In our work, zebrafish larvae were exposed to a seizure-inducing compound, and we measured both movement (swimming and hyperactivity) and brain activity before and after treatment with vitexin. We observed a clear reduction in seizure-like movements and abnormal brain activity following vitexin exposure, with no noticeable side effects.
Zebrafish let us test ideas in a whole living system, and growing evidence shows that what works in these tiny fish often predicts results in other mammalian models and, of particular relevance, in humans. This makes zebrafish an invaluable bridge between basic discovery and translational neuroscience.
What is the biggest challenge in preclinical development that you’ve encountered and how have you approached addressing that challenge?
When we think about the costs of drug development, most people immediately think of the high expenses tied to human clinical trials, which are, of course, necessary for bringing new drugs to market. But preclinical work also can be incredibly costly, especially when using more traditional animal models like mice and rats. Given how competitive the grant funding landscape is, exploring models that are more cost-effective yet still predictive of human outcomes has become essential.

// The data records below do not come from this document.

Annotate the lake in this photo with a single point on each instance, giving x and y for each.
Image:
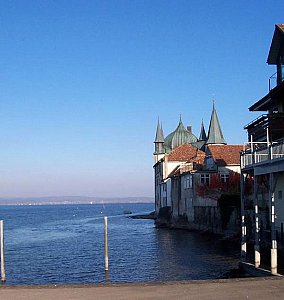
(64, 244)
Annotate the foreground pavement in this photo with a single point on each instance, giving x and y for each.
(249, 288)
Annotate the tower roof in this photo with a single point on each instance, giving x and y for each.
(178, 137)
(215, 135)
(159, 134)
(202, 136)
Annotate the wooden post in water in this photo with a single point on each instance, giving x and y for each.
(3, 275)
(106, 244)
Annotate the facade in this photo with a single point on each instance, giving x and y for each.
(191, 175)
(262, 166)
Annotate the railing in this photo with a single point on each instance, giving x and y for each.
(254, 156)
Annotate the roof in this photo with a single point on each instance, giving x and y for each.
(225, 155)
(187, 153)
(276, 48)
(215, 135)
(202, 136)
(179, 136)
(159, 134)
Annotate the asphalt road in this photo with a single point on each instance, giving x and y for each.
(249, 288)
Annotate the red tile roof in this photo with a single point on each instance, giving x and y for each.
(187, 153)
(225, 154)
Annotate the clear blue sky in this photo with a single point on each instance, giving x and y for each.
(82, 83)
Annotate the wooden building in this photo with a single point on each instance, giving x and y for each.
(262, 166)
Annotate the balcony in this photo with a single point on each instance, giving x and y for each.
(269, 124)
(260, 153)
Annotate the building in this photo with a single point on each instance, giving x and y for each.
(192, 175)
(262, 166)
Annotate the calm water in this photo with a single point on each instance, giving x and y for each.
(63, 244)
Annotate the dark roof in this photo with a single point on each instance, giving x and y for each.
(265, 103)
(178, 137)
(215, 135)
(276, 48)
(159, 134)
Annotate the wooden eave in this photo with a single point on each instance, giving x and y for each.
(276, 48)
(267, 101)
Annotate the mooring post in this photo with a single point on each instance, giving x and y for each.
(106, 244)
(3, 274)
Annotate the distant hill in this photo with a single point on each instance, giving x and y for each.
(72, 200)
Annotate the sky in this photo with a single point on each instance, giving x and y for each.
(83, 83)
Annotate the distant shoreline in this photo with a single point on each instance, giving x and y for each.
(73, 201)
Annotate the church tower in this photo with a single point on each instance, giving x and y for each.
(159, 143)
(215, 135)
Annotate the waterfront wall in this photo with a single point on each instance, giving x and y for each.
(214, 216)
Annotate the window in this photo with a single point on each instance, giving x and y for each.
(224, 177)
(187, 182)
(204, 178)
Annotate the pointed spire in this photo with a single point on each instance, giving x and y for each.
(159, 134)
(215, 135)
(202, 136)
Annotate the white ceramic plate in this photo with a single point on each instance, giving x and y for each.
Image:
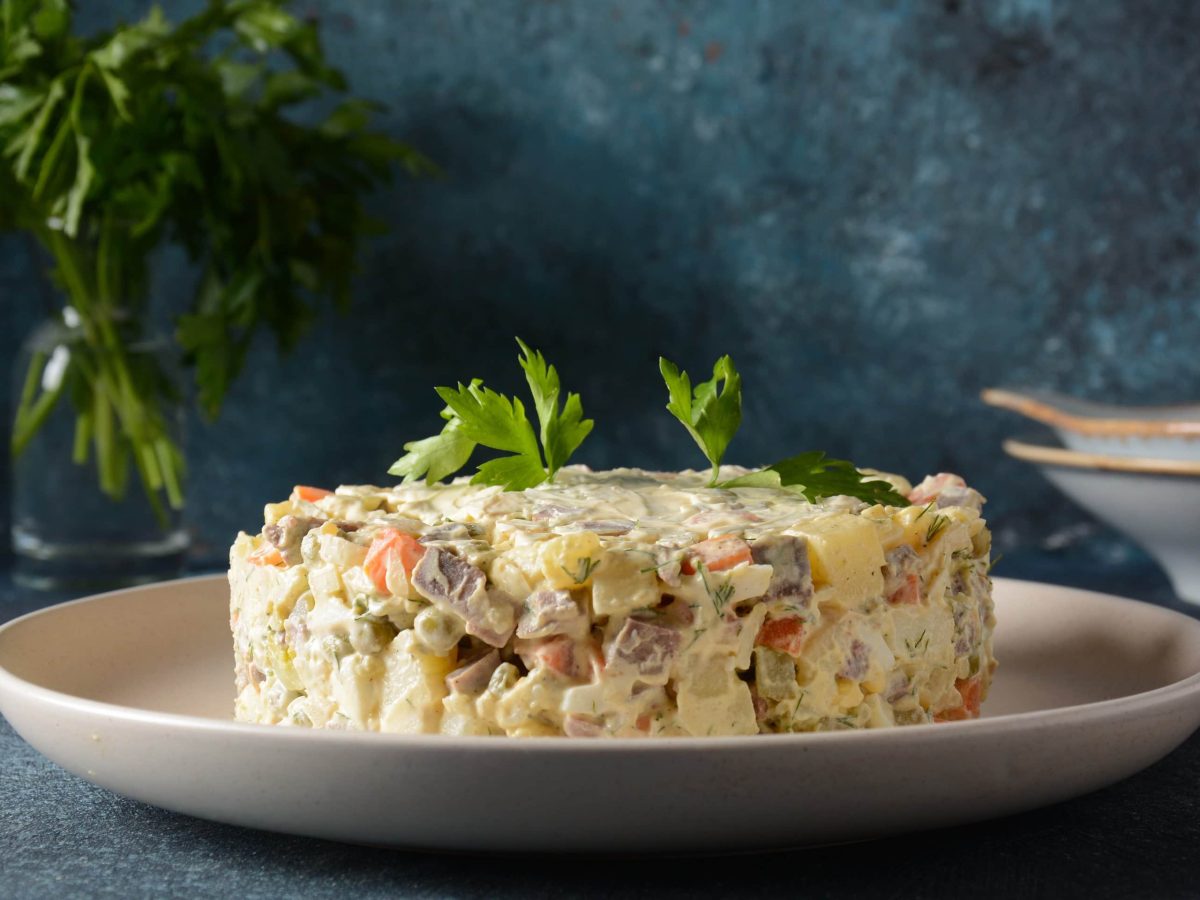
(133, 690)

For me, zebrafish help to address that challenge. They allow for rapid, economical drug screening and provide valuable early insight into a compound’s clinical potential. They can complement work in mammalian models by helping us narrow down which compounds truly warrant deeper testing. I think there’s real opportunity to improve the drug discovery pipeline by strengthening the steps that come before human trials — and zebrafish are a practical, scientifically rigorous way to do that.
Do you have any advice for drug discovery scientists researching plant-based drugs?
I think it’s important to remember that “natural” doesn’t automatically mean “safe.” Furthermore, I’m a big believer in the saying, “the dose makes the poison,” because even beneficial compounds can become harmful at high enough concentrations. As scientists, we should absolutely tap into the vast chemical libraries that plants offer, but we must also be rigorous in evaluating both efficacy and safety.
It’s an exciting area of research, and I encourage others to explore all that plants have to offer. This work is happening globally. One example close to my heart is the Natural Products Institute at the University of the West Indies in Jamaica. I grew up hearing anecdotal stories about the healing properties of local plants, and it’s inspiring to see modern science testing and validating those claims. From the pain reliever morphine to the anticancer agent Taxol, plants have yielded some of the world’s most effective medicines, underscoring that nature continues to be one of our greatest teachers in drug discovery.
References
- Breckenridge, A., Basnyat, S., Fitch, E., & Carpenter-Swanson, C. (2025). Validating the antiseizure effects of vitexin and related flavone glycosides in zebrafish. Frontiers in Pharmacology, 16.
About The Author
Colleen Carpenter-Swanson, Ph.D. is a biology professor at the University of Richmond with expertise in genetics and epilepsy. Her research focuses on modeling neurological diseases, such as epilepsy in zebrafish, in hopes of finding new, effective treatments for these disorders. She is also passionate about science communication and education, especially with making science accessible to the general public.
She received her BA in Chemistry from Wesleyan University and a Ph.D. in Pharmacology from the University of Michigan. She did her postdoctoral training at the University of California, San Francisco. Carpenter-Swanson is a member of numerous scientific societies, including the American Epilepsy Society and the International Zebrafish Society.